Natural gas futures dropped in New York for the first time in three days after weather forecasts for the central U.S. turned milder heading into March.
Gas fell 1 percent as a midday weather update from government models turned warmer for the West Coast stretching toward the Plains over the next 11 to 15 days. Gas rose in earlier trading after an Energy Information Administration report showed a bigger-than-forecast decline in U.S. inventories for last week.
“Slightly warmer revisions in the noon model run set prices lower despite a relatively bullish storage release,” said Teri Viswanath, director of commodities strategy at BNP Paribas SA in New York. “If it doesn’t stay cold in the Midwest, we will not see strong withdrawals.”
Natural gas for March delivery slid 3.3 cents to settle at $3.246 per million British thermal units on the New York Mercantile Exchange. The futures have dropped 3.1 percent this year. Trading volume was 34 percent above the 100-day average at 2:35 p.m.
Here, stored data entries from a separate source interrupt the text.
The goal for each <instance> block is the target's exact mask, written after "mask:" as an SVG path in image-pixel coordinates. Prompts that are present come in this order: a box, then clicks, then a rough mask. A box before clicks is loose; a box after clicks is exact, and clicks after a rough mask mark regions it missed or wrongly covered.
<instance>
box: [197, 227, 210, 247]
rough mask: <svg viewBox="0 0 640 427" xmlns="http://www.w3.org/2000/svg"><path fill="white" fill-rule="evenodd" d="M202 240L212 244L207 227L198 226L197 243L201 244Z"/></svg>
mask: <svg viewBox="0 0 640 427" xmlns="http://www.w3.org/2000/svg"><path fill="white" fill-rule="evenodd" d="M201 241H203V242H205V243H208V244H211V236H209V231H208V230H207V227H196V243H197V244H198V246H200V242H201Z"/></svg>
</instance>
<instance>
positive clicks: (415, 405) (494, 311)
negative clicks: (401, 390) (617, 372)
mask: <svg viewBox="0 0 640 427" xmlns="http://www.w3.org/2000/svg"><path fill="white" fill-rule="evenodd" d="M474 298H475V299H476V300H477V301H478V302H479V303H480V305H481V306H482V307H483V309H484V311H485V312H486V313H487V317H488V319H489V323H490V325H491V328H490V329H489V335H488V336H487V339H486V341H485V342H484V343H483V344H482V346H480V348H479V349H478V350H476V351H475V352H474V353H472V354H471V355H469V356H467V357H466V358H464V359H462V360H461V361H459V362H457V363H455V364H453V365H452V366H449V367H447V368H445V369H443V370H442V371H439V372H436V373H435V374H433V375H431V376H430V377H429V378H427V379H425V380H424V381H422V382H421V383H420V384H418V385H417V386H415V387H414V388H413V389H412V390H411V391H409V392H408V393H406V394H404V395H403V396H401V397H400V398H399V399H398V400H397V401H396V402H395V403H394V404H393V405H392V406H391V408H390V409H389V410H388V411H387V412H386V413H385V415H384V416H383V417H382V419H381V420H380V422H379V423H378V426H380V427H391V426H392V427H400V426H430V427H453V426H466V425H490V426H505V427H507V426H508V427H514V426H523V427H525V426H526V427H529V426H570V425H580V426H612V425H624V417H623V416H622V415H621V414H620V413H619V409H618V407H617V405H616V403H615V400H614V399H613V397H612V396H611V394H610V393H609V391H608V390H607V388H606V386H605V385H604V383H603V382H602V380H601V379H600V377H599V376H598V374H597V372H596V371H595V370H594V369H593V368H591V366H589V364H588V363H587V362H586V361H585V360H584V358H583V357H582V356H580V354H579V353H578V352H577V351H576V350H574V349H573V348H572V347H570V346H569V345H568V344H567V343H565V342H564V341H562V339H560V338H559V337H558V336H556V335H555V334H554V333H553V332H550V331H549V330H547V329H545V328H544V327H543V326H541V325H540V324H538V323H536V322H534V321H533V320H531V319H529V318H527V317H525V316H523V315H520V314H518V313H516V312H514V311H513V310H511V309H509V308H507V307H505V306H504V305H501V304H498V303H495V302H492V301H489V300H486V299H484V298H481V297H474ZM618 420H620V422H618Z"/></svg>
March $3.15 puts were the most active gas options in electronic trading. They dropped 0.3 cent to 0.4 cent per million Btu on volume of 1,782 contracts as of 3:05 p.m. Puts accounted for 56 percent of options volume.
The Midwest is the biggest consumer of gas used for home heating and, given the changes in today’s model, “we would not be surprised to see prices continue to erode into next week’s expiry,” Viswanath said.
The March futures contract expires on Feb. 26.
About 50 percent of U.S. households use gas for heating, data show from the EIA, a unit of the Energy Department.
Prices rose as much as 1.8 percent after the EIA reported that gas stockpiles fell 127 billion cubic feet in the week ended Feb. 15 to 2.4 trillion cubic feet. Analyst estimates compiled by Bloomberg showed an expected withdrawal of 124 billion cubic feet.
“I don’t think it’s a bullish number, but it’s not a bearish number relative to expectations,” said Stephen Schork, president of Schork Group Inc., a consulting group in Villanova, Pennsylvania. “The expectations were so low coming in because they missed badly over the past three weeks.”
The storage decline was smaller than the five-year average drop for the week of 140 billion cubic feet, the EIA report showed. Supplies fell by 155 billion the same period last year.
U.S. inventories may end the heating season in March at about 2 trillion cubic feet, down from 2.477 trillion the same time last year but above the five-year average of 1.726 trillion for that time of the year, the EIA said in its Feb. 12 Short- Term Energy Outlook.
Chesapeake Energy Corp. (CHK), the second-largest U.S. gas producer after Exxon Mobil Corp., expects its gas output to drop 7 percent this year, after increasing by 12 percent in 2012, as part of a broader shift toward liquids drilling, according to the company’s fourth-quarter earnings presentation today.
The total decline may be closer to 9 percent year-over- year, factoring in curtailments and 2013 asset sales, Chesapeake Chief Operating Officer Steven Dixon said during a conference call with analysts.
The Oklahoma City-based company received an average of $2.07 per thousand cubic feet of gas for 2012, down from $4.77 in 2011. For 2013, Chesapeake has hedged 50 percent of projected gas production at an average price of $3.62.
U.S. gas production will rise to a record in 2013 for the sixth straight year as output increases from shale deposits such as the Marcellus in Pennsylvania and West Virginia, the EIA said in the Feb. 12 outlook. Marketed output will increase 1.1 percent this year to average 70.02 billion cubic feet a day.
In the northern Marcellus region, “there’s still a couple of hundred wells to be turned on that we want to get in line this year,” said Dixon.
Chesapeake, the largest leaseholder in Marcellus shale with 1.8 million net acres, cut its dry-gas rig count in the region to five from 10 during the second quarter of 2012. Net output in the northern dry gas portion of the Marcellus was 645 million cubic feet of gas equivalent a day during the fourth quarter, more than double year-earlier levels and up 19 percent from the previous quarter.
The boom in oil and natural gas production helped the U.S. cut its reliance on imported fuel. America met 84 percent of its energy needs in the first 10 months of last year, government data show. If the trend lasted through 2012, it will be the highest level of self-sufficiency since 1991.